Functional Analysis of primary CAR-NK cells armored with cytokines targeting CD19 and ROR1

Abstract

CAR-NK cells represent a potentially safer and "off-the-shelf" alternative to CAR-T cells, offering broad tumor recognition without HLA restriction, intrinsic antitumor activity, and a lower risk of cytokine release syndrome (CRS), without causing graft-versus-host disease (GVHD). During my PhD, we tested CAR constructs coexpressing IL-15, IL-15R¿, and IL-27 in NK cells. These constructs significantly enhanced CAR-NK cell proliferation and cytotoxicity. In parallel, our group designed CARs incorporating the 2B4 signaling domain as a costimulatory module, which demonstrated promising functionality in NK-92 cells. Thus far, all evaluations have been conducted in NK-92 cells, and the next step is to validate these constructs in primary NK cells. In this project, our first objective is to generate primary NK cells expressing anti-CD19 CARs with IL-15 and IL-27, using a royalty-free feeder cell line provided by Professor Guimarães. This feeder system enables a sustainable and scalable method for NK cell expansion. Our second goal is to combine the 2B4 costimulatory domain with cytokine coexpression to develop a novel CAR targeting ROR1. ROR1 is overexpressed in multiple malignancies, including hematological cancers, and targeting it could expand the therapeutic reach of CAR-NK therapy beyond CD19, potentially addressing both hematologic and solid tumors. As specific aims, we will perform multi-omics analyses of anti-CD19 CAR-NK cells expressing IL15 and IL27, and the novel anti-ROR1 construct.

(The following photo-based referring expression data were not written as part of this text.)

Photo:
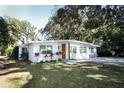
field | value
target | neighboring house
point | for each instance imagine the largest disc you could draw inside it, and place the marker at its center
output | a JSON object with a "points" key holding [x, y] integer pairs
{"points": [[59, 49]]}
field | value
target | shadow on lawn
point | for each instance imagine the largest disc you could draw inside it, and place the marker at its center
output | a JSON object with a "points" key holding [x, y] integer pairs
{"points": [[54, 75]]}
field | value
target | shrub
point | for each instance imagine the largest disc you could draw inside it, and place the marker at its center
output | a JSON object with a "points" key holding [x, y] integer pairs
{"points": [[9, 51], [15, 53]]}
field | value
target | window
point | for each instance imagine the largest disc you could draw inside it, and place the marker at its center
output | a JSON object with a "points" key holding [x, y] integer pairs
{"points": [[91, 49], [73, 49], [49, 49], [46, 49], [83, 49]]}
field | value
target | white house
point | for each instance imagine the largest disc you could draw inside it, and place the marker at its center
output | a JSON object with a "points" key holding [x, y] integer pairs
{"points": [[60, 49]]}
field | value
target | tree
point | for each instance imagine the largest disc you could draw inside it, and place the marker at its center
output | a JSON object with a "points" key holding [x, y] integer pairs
{"points": [[95, 24], [28, 30]]}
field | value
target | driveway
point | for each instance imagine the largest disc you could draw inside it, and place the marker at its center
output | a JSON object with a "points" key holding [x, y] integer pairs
{"points": [[106, 60]]}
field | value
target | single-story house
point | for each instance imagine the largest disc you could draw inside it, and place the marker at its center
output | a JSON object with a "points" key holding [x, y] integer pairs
{"points": [[59, 49]]}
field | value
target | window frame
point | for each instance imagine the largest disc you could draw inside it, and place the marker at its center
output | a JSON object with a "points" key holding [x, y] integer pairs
{"points": [[91, 49], [45, 50]]}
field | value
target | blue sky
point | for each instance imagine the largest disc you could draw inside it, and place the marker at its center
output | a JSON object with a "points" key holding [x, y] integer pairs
{"points": [[38, 15]]}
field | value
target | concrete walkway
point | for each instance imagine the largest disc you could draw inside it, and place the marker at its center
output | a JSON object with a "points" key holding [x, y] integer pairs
{"points": [[106, 60]]}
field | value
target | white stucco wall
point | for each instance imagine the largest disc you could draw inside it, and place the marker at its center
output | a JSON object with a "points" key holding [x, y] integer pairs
{"points": [[35, 48], [79, 55]]}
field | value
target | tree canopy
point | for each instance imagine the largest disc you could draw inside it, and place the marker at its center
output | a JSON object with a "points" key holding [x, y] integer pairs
{"points": [[96, 24]]}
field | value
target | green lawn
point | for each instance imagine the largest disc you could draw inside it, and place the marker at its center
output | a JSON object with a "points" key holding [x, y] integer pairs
{"points": [[65, 75]]}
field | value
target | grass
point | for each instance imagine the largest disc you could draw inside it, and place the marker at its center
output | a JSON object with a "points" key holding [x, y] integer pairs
{"points": [[62, 75]]}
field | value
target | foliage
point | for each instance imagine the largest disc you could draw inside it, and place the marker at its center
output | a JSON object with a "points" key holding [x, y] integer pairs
{"points": [[12, 30], [9, 51], [28, 30]]}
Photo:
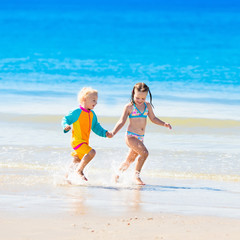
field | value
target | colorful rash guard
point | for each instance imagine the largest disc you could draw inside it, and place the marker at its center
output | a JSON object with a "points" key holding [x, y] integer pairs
{"points": [[83, 122]]}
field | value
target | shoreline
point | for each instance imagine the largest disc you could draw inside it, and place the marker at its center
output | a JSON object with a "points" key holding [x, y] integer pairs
{"points": [[95, 226]]}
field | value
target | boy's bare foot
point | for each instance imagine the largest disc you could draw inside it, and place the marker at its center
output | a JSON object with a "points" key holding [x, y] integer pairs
{"points": [[82, 176], [138, 180]]}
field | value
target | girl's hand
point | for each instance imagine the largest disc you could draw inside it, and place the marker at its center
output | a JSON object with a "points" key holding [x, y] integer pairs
{"points": [[67, 128], [109, 134], [167, 125]]}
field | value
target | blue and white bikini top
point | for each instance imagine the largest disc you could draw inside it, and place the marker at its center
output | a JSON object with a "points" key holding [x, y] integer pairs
{"points": [[136, 113]]}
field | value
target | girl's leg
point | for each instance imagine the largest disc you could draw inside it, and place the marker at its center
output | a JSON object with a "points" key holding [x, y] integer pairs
{"points": [[138, 147], [125, 165], [86, 159], [130, 159]]}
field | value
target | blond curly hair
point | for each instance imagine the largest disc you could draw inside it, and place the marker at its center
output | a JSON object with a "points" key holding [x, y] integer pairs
{"points": [[84, 92]]}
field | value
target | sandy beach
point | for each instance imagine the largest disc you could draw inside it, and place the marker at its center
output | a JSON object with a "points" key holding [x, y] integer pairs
{"points": [[148, 226]]}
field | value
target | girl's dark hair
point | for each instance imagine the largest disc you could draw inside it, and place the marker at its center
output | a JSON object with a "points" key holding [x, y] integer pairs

We will also evaluate the impact of NKG2A knockout in primary NK cells, both alone and in combination with CAR expression, to assess potential enhancements in cytotoxicity. This collaborative project will be instrumental in enabling multi-omics profiling of primary CAR-NK cells and in the development and functional validation of our new CAR construct. Ultimately, it will provide a strong foundation for advancing CAR-NK cell therapies as a safer and more adaptable platform in cancer immunotherapy.